Re-teaming with Bacon after 1999’s Stir of Echoes, writer/director David Koepp ratchets up the tension by taking us through some illusory explorations, featuring elaborate set pieces and grotesque images. Some of these images speak to Theo’s buried secrets, his deep insecurities and his need to control everything around him. The implication is the house doesn’t just mine Theo’s repressed nature, but extrapolates it, as if it’s coloring in the empty spaces of his consciousness. Ultimately, the house becomes a maze of sorts, physically and metaphorically.
You Should Have Left should be commended for trying to do something different with the supernatural horror genre, which at this point, has been beaten to death with innumerable sequels and franchises. Instead of merely popping out of the dark, the phantoms here psychologically dissect the house’s inhabitants. And the performances are spot on. Kevin Bacon and Amanda Seyfried express a quiet turmoil without relying on abrasive melodrama. You almost want to see a whole movie about their disintegrating marriage instead of the ghost story. Still, even with Koepp’s deft directing and Angus Hudson’s textured cinematography, the movie lacks the bite of better paranormal fare like The Changeling or even Koepp’s other work (he is also a prolific screenwriter with credits including Jurassic Park and Mission Impossible). This film has its moments, but overall it feels tenuous and soft. The message is there, but the filmmakers’ style is a little hackneyed.
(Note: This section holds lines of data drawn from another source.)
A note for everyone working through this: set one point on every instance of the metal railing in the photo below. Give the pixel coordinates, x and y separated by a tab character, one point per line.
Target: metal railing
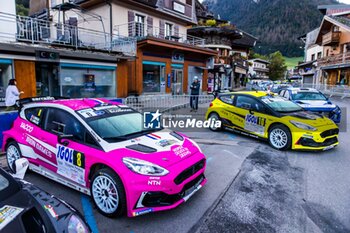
141	31
331	90
164	102
37	31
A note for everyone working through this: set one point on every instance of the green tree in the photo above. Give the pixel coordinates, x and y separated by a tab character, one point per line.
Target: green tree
277	66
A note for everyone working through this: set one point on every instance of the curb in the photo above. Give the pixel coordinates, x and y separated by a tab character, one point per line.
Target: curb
195	228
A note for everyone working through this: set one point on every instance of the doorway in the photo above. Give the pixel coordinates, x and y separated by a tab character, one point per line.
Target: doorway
177	75
47	82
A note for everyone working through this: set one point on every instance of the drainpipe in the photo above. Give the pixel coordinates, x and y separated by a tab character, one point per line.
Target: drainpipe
110	22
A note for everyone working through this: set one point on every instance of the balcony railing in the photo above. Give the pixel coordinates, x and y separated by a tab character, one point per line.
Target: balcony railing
331	38
141	31
36	31
339	59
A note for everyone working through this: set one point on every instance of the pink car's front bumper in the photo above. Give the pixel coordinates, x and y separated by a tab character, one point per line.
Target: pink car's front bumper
147	194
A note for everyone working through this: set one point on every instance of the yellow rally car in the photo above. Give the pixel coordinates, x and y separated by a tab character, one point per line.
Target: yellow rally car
283	123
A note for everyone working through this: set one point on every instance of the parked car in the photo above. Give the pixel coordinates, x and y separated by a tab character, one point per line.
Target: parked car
103	149
281	122
26	208
313	100
277	88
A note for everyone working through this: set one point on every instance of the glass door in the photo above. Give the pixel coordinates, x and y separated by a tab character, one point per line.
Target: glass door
47	83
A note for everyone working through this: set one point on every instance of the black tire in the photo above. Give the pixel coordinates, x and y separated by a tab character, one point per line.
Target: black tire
280	137
10	157
107	173
216	117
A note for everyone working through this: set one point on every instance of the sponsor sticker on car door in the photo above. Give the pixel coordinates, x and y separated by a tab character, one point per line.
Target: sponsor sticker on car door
71	164
255	124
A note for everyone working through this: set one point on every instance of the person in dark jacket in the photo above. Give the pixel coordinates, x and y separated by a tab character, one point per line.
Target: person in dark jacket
195	86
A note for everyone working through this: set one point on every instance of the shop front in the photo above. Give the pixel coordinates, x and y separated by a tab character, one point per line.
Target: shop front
167	67
87	80
336	76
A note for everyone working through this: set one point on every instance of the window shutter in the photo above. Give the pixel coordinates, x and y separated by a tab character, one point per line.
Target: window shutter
161	28
131	19
150	26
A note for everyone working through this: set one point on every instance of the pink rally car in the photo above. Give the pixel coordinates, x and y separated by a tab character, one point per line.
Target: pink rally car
102	149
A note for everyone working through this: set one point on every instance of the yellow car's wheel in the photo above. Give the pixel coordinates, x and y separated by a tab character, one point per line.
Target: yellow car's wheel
280	137
214	117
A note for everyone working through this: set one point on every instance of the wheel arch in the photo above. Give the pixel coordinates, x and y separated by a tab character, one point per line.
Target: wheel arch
280	123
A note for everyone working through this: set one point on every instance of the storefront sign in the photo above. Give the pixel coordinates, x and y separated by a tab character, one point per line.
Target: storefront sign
178	57
178	7
240	70
47	55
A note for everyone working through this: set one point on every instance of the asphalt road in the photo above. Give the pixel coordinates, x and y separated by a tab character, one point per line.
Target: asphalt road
288	191
271	192
224	155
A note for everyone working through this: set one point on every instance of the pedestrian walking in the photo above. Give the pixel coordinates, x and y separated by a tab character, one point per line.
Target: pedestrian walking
12	95
195	86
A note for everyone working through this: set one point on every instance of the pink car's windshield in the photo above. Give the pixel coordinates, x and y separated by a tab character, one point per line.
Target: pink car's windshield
119	127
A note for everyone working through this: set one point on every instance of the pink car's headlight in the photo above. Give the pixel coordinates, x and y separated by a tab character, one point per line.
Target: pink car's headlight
144	168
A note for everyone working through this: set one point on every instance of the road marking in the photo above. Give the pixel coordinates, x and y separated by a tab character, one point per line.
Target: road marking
230	135
234	155
88	213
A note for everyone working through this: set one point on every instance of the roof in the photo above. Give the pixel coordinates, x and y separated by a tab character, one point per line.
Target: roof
328	21
342	20
247	40
331	9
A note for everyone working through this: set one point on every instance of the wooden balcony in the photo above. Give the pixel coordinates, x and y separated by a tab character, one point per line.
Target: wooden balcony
339	59
331	38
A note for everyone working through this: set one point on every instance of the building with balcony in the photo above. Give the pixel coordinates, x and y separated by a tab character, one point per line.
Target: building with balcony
334	37
233	45
258	69
54	58
308	67
168	58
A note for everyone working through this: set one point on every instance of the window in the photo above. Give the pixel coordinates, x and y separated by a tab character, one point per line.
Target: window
87	82
34	115
60	122
139	25
286	95
249	103
153	77
168	29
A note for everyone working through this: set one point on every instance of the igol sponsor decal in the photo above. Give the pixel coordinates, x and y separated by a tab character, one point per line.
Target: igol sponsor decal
141	212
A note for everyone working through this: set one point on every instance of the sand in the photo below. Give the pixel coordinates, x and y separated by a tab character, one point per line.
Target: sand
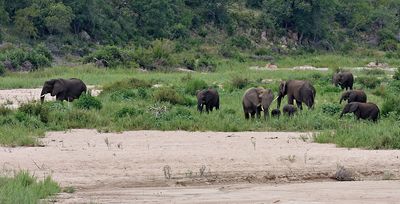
206	167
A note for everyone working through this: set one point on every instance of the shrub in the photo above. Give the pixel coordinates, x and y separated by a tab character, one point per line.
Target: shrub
241	42
331	108
391	104
131	83
128	111
374	72
35	109
167	94
86	101
369	82
239	82
396	75
194	85
113	55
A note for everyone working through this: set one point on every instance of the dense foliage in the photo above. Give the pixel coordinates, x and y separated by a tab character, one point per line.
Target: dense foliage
324	24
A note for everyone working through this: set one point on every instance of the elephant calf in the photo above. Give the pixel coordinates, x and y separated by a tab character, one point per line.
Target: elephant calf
276	113
63	89
289	110
354	96
256	100
209	98
343	79
362	110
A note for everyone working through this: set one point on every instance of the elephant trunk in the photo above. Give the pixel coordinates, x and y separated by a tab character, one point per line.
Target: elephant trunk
42	94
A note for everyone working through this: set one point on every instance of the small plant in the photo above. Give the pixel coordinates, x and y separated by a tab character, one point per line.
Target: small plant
331	108
369	82
194	85
167	94
86	101
239	82
396	75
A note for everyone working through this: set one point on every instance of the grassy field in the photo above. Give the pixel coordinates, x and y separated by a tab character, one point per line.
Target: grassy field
130	102
25	188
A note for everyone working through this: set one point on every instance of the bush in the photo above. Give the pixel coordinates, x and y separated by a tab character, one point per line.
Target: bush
396	75
113	55
127	112
132	83
167	94
194	85
35	109
369	82
391	104
331	108
86	101
239	82
241	42
27	59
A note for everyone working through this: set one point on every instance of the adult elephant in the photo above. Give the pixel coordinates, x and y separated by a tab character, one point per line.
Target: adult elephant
343	79
209	98
299	90
256	100
63	89
362	110
354	96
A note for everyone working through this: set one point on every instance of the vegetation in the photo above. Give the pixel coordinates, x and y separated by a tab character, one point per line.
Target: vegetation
25	188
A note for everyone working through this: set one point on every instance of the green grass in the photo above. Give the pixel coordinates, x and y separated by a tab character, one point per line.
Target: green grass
129	102
26	188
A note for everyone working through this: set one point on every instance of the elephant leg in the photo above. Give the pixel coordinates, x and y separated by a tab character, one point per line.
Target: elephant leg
299	105
246	115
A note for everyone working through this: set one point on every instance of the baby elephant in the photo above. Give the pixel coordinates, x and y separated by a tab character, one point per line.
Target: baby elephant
276	113
354	96
209	98
289	109
362	110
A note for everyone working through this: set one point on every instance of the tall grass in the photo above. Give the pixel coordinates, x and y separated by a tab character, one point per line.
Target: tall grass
134	103
26	188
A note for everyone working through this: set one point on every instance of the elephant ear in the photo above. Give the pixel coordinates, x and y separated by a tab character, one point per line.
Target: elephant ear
353	107
57	88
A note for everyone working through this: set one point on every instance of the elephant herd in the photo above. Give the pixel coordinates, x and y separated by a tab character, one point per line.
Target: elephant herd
255	100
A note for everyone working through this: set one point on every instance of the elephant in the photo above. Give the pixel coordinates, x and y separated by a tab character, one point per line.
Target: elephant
209	98
256	100
362	110
289	110
299	90
343	79
354	96
63	89
276	113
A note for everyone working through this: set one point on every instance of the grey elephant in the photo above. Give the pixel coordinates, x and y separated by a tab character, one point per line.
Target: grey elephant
354	96
63	89
299	90
208	98
276	113
289	109
343	79
256	100
362	110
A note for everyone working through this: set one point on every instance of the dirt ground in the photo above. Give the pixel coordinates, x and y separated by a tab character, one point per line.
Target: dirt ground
207	167
13	98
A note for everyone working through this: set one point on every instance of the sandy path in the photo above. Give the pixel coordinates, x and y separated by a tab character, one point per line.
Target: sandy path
133	165
13	98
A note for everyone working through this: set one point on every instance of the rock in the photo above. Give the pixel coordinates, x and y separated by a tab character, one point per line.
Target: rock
26	66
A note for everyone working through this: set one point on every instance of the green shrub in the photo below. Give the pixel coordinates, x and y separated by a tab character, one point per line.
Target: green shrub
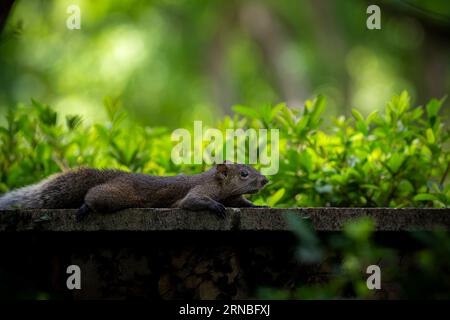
396	158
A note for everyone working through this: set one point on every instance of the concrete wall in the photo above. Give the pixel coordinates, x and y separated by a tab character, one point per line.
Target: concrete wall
174	254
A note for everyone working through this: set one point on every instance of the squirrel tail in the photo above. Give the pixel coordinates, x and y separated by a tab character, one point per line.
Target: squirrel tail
26	197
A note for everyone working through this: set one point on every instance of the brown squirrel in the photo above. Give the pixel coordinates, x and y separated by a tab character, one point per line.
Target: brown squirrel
112	190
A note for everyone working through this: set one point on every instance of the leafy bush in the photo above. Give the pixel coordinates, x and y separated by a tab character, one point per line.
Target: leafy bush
396	158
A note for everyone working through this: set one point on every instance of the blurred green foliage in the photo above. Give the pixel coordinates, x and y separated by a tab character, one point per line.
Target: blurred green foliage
396	158
347	255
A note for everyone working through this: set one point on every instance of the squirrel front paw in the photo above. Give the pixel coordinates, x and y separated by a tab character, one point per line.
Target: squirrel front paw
82	212
218	209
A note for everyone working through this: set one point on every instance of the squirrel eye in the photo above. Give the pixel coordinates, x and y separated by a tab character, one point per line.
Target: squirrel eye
244	173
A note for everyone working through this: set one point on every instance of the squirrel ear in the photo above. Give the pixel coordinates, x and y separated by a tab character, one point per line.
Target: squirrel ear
222	168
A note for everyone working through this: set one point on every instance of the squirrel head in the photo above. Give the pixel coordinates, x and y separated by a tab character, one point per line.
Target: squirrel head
238	179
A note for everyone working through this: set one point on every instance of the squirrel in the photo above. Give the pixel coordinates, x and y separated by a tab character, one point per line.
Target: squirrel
106	190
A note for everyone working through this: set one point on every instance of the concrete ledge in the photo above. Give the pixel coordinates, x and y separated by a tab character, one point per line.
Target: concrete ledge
261	219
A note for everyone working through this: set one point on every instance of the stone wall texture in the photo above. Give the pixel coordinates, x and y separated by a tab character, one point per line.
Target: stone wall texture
175	254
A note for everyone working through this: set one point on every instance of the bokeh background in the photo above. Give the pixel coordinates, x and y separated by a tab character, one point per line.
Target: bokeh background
171	62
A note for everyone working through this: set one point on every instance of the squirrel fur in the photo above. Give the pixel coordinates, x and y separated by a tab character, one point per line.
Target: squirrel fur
100	190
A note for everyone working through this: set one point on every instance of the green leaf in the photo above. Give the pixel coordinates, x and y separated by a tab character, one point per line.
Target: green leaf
245	111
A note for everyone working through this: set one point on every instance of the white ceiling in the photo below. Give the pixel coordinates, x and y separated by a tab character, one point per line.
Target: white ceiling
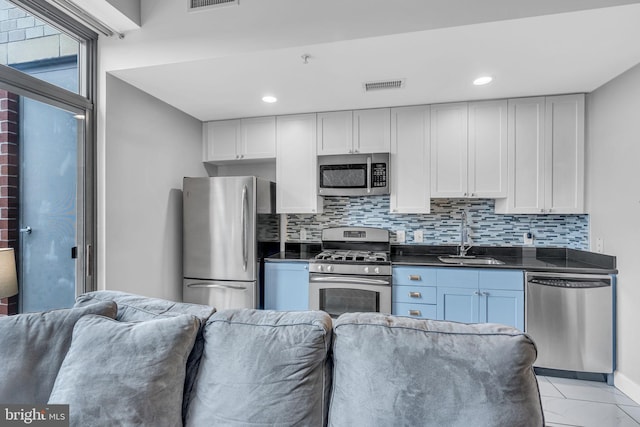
218	63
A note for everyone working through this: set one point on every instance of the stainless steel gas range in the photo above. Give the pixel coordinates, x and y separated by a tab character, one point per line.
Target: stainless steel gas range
352	273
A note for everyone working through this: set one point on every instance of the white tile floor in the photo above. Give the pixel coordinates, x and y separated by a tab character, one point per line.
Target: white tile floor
568	402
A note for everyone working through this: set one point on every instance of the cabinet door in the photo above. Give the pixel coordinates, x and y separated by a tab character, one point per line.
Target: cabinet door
296	165
487	155
222	140
505	307
258	138
335	133
410	160
458	304
420	311
564	154
449	150
526	124
286	286
372	130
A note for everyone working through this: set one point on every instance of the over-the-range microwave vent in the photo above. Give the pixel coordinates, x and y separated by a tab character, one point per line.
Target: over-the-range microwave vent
383	84
209	4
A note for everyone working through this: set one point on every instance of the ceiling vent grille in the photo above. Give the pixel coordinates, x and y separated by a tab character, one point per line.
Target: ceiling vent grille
209	4
383	85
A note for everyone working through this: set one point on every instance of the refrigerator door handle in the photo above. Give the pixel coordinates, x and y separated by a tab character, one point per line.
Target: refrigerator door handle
245	254
215	285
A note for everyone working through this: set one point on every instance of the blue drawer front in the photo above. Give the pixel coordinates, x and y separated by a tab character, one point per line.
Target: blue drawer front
415	294
414	276
510	280
421	311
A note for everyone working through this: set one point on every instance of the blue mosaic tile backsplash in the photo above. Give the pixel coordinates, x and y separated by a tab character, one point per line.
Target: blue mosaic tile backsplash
442	225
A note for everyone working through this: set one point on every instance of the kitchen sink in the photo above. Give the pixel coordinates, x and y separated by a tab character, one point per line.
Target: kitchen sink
469	260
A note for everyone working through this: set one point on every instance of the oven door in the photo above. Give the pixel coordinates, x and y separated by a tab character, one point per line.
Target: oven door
337	294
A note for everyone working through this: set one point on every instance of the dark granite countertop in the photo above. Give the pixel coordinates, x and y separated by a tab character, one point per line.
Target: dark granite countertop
514	257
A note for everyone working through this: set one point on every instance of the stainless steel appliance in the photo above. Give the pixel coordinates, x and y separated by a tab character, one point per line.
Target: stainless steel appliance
570	318
220	248
353	174
352	273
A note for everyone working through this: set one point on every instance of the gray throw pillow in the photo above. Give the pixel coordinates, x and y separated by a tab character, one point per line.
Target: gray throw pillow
127	374
32	348
263	368
138	308
407	372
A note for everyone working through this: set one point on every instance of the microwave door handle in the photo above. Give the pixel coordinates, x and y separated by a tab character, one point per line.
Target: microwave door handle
369	174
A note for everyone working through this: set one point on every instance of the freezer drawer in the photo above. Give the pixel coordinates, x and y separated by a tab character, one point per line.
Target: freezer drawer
221	294
570	318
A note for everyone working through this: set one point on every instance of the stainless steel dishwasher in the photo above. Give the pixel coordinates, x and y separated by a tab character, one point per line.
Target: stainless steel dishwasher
570	318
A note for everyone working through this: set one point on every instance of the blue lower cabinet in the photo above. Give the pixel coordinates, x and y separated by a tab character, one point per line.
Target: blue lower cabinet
458	304
420	311
286	286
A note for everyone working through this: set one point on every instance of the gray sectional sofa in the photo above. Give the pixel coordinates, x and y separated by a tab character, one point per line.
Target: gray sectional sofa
122	359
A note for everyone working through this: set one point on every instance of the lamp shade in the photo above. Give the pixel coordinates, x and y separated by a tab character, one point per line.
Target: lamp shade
8	279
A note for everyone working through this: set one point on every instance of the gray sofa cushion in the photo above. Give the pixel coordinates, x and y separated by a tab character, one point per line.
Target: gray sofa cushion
33	347
396	371
137	308
263	368
118	373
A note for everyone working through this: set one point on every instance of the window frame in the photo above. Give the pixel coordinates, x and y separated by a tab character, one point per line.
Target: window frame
82	104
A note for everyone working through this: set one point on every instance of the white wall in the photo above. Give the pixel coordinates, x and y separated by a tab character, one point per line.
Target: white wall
149	146
613	201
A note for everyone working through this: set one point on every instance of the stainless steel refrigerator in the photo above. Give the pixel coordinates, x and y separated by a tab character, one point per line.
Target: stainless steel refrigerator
221	222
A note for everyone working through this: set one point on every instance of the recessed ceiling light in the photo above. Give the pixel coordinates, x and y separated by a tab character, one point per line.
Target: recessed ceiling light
482	80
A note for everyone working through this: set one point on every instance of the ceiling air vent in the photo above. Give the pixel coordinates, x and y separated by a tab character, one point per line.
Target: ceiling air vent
383	84
209	4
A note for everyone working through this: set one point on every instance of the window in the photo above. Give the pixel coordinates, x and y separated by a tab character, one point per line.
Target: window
47	139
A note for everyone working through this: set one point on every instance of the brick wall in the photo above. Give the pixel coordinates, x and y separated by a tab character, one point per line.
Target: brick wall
9	183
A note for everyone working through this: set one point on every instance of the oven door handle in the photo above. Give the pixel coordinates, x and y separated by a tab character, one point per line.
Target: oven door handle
350	280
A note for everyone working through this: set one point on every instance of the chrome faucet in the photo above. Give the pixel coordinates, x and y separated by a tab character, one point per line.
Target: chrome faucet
464	246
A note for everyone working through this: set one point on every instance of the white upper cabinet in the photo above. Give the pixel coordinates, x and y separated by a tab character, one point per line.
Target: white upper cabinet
410	160
335	133
469	149
297	166
350	132
245	139
546	156
221	140
372	130
487	155
449	150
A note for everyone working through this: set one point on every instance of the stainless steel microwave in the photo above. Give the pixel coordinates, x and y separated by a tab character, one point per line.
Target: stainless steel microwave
353	174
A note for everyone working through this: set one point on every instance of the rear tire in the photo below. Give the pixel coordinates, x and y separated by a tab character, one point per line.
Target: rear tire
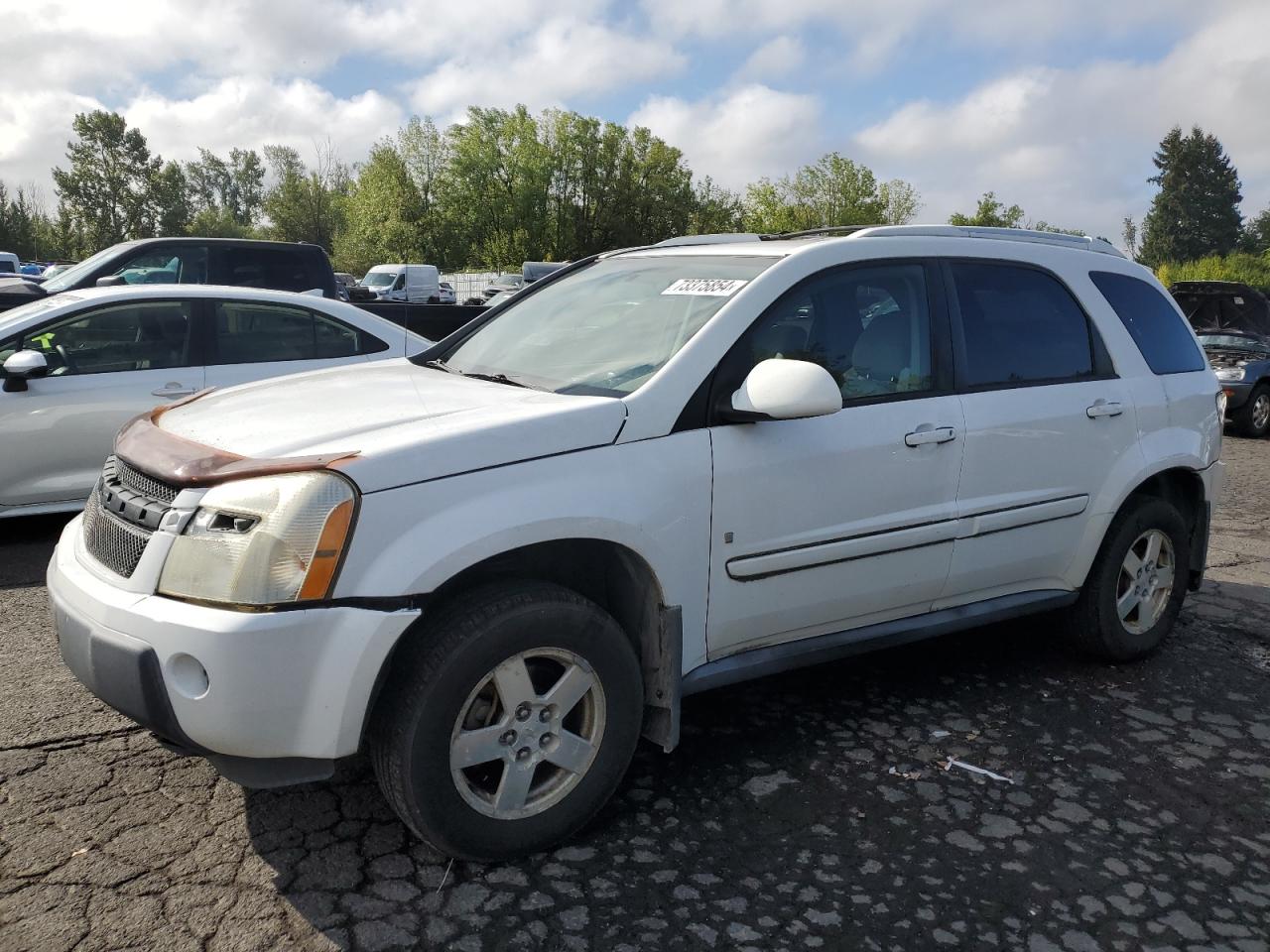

In what’s becoming a Blumhouse staple of storytelling, there are too many cloying music cues, overly-familiar horror tropes (ghosts physically kicking your ass, for example) and drawn out sequences, where you eventually groan, “OK, what was that all about?” In The Shining, Kubrick realized that an exploration of a man’s mental collapse requires a deliberate and temperate approach. You should melt into someone’s psyche, not kick down their door. Shocking imagery and rapid editing doesn’t speak to a splintered mind; it just feeds a hungry audience. You Should Have Left holds your attention and it is enjoyable especially since we’re stuck inside our own homes much like the characters in the movie, but it has a tough time deciding if it’s a cerebral exploration of a man’s stifled rage or a brash and jolting horror film. It’s almost impossible to be both.